Andante schrieb:Weshalb dann ja eine mögliche Anklage auch nicht auf Mord (für den man subjektive Mordmerkmale, folglich so etwas wie ein "Motiv" brauchen würde) lauten könnte, sondern auf Totschlag.
Das ja sowieso. Denn ich kann mich nicht erinnern, dass die Staatsanwaltschaft je zertifiziert durch O-Ton oder durch eine hauseigene Mitteilung erklärt hat, dass das Ermitllungsverfahren nunmehr nicht mehr als Totschlag nach § 212 StGB, sondern als Mord nach § 211 StGB geführt wird.

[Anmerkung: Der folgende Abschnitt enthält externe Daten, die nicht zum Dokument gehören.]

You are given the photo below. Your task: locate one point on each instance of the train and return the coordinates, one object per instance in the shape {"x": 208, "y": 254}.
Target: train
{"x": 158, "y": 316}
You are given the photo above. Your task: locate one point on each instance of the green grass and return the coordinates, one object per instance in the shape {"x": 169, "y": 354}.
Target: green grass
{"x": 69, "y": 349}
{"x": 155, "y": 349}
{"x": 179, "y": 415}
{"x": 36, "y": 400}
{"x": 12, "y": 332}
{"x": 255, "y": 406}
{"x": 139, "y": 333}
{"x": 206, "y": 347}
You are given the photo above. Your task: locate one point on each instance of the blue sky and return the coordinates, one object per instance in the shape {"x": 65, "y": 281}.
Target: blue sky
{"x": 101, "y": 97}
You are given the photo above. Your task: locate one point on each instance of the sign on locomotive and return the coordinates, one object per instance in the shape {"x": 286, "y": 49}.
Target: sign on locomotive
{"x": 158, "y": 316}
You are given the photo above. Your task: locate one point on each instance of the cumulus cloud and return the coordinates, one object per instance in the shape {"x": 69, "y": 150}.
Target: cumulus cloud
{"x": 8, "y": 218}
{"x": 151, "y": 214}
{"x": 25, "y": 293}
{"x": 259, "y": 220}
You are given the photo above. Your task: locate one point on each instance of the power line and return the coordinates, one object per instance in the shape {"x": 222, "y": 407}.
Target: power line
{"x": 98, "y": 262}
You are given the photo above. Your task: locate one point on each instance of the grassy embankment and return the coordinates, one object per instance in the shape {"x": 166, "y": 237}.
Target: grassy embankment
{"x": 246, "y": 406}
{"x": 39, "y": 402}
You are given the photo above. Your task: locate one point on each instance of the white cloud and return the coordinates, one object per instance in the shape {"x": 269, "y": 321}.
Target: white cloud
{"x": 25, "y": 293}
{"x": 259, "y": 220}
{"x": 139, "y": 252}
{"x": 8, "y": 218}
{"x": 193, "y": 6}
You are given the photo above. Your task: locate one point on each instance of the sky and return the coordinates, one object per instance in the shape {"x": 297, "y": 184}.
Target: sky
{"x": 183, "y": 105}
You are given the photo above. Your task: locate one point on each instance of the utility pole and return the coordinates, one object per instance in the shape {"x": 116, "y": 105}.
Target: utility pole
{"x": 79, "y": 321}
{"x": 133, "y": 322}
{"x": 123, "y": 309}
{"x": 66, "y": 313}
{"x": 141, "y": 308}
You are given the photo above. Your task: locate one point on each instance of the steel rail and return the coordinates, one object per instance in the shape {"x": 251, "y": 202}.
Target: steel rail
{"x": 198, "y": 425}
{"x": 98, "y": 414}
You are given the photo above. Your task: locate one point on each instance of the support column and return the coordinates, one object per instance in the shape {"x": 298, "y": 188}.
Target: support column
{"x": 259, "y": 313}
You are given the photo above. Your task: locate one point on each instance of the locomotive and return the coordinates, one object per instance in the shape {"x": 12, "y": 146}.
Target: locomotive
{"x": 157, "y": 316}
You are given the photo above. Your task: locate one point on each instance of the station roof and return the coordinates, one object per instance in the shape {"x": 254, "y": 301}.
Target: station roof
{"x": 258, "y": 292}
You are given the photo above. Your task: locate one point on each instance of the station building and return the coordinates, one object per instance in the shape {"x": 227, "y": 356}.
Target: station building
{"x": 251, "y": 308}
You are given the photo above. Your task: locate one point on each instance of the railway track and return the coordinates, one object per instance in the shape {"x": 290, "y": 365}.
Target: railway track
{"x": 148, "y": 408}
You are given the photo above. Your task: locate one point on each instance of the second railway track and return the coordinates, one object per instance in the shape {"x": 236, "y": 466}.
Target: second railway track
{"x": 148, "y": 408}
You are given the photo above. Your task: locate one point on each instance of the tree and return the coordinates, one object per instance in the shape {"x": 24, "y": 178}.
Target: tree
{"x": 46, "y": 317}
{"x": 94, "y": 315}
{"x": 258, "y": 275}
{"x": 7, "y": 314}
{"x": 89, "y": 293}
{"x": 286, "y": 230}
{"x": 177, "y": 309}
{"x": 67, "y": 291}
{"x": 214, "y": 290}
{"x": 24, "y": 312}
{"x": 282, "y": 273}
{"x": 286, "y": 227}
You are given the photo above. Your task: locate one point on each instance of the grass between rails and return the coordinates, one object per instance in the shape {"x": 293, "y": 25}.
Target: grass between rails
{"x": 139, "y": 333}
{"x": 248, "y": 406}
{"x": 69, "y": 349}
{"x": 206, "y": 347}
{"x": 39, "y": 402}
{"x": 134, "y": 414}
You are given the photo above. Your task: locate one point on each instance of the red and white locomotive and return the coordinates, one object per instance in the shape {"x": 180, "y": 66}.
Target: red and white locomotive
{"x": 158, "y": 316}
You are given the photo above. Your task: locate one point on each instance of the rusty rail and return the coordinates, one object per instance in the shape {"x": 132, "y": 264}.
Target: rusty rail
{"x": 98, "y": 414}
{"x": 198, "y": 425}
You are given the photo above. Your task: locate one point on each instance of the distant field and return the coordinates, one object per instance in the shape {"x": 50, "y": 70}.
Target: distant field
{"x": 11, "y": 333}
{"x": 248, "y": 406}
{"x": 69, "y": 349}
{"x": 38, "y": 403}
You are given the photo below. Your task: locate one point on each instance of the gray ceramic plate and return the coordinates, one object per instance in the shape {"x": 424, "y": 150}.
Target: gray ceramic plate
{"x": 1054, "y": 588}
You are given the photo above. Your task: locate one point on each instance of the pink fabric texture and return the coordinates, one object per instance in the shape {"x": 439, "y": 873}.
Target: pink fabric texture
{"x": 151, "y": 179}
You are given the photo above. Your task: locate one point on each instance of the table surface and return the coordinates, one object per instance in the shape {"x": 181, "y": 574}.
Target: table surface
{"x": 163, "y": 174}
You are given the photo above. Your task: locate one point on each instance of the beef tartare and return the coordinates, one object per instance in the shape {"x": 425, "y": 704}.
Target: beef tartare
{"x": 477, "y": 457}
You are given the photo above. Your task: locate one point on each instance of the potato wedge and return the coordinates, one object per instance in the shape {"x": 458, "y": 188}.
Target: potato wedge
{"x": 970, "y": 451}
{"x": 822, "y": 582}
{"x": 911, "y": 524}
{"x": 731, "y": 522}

Dass es solche Pressemitteilungen zwischendurch mal als Tagesfliegen gegeben hat, weiß ich - reicht mir aber als Quelle für die Annahme eines solch gewaltigen Paradigmenwechsels nicht aus.
(Es sei sicherheitshalber doch noch angemerkt, dass auch der Mordparagraph des § 211StGB bekanntlich auf sehr verschiedenen Mordmerkmalen beruhen kann, die sich nur zum Teil auf das Motiv oder die Beweggründe der Tat beziehen.)
Also es geht mir hier "nur" um den Totschlagsverdacht, und bei 212 StGB ist nicht die Feststellung eines Motivs "notwendig", da hast Du Recht - nicht
notwendig.
Aber : Wenn man einen Indizienprozeß wegen des Verdachts eines Tötungsdelikts ohne eine Leiche oder gerichtsmedizinisch identifizierte Leichenteile führen muß, somit "normalerweise" vorhandene Beweise nicht vorweisen kann, ist das für die EB gewissermassen ein gravierendes Dilemma im Beweisgebäude.
Dieser Nachteil kann zwar entweder durch so gewichtige, insbesondere naturwissenschaftliche Indizien, die so stark sind, dass sie fast äquivalent sind zu einer Leiche als Beweismittel, wieder weitgehend wettgemacht werden. Z.B. die hier schon erörterten mögichen körperlichen Ausscheidungen bei oder vor dem Todeseintritt oder auch Mikrobestandteile überlebenswichtiger Organe
Beides haben die EB aber nicht gefunden ! Sie können auch nicht auf Tatzeugen zurückgreifen.
Das erörterte Ausschlußverfahren ist zwar bei korrekter Anwendung -wie es schiefgehen kann zeigt die Revisionsentscheidung im Falle des LG Bonn- weiterhin nach Auffassung des BGH auch geeignet, Lücken die in der Beweisführung zu Tat und Täter gegeben sind, gewissermaßen zu kompensieren.
Aber ich bin der Auffassung, dass das aus rechtsstaatlicher Sicht auch nicht überdehnt werden darf. Ich glaube das wurde heute auch schon mal angesprochen.
Wenn - zu allem was ohnehin zu Tatablauf und Verdächtigem ohnehin schon bisher entweder gar nicht oder nur sehr vage feststellbar ist - auch noch dazu käme "aus unbekannt gebliebenen Beweggründen", so könnte das für die kompensatorische Beweisführung im Ausschlußverfahren m. E. irgendwann auch den Bogen überspannen.
Sonst endet man am Ende überspitzt formuliert bei der Inschrift auf der Gedenksäule für Kaspar Hauser:
Was wir über ihn wissen, steht auf einer Gedenksäule im Hofgarten zu Ansbach:
"Hic occultus occulto occisus est"
Hier ist ein Geheimnisvoller auf geheimnisvolle Art ermordet worden.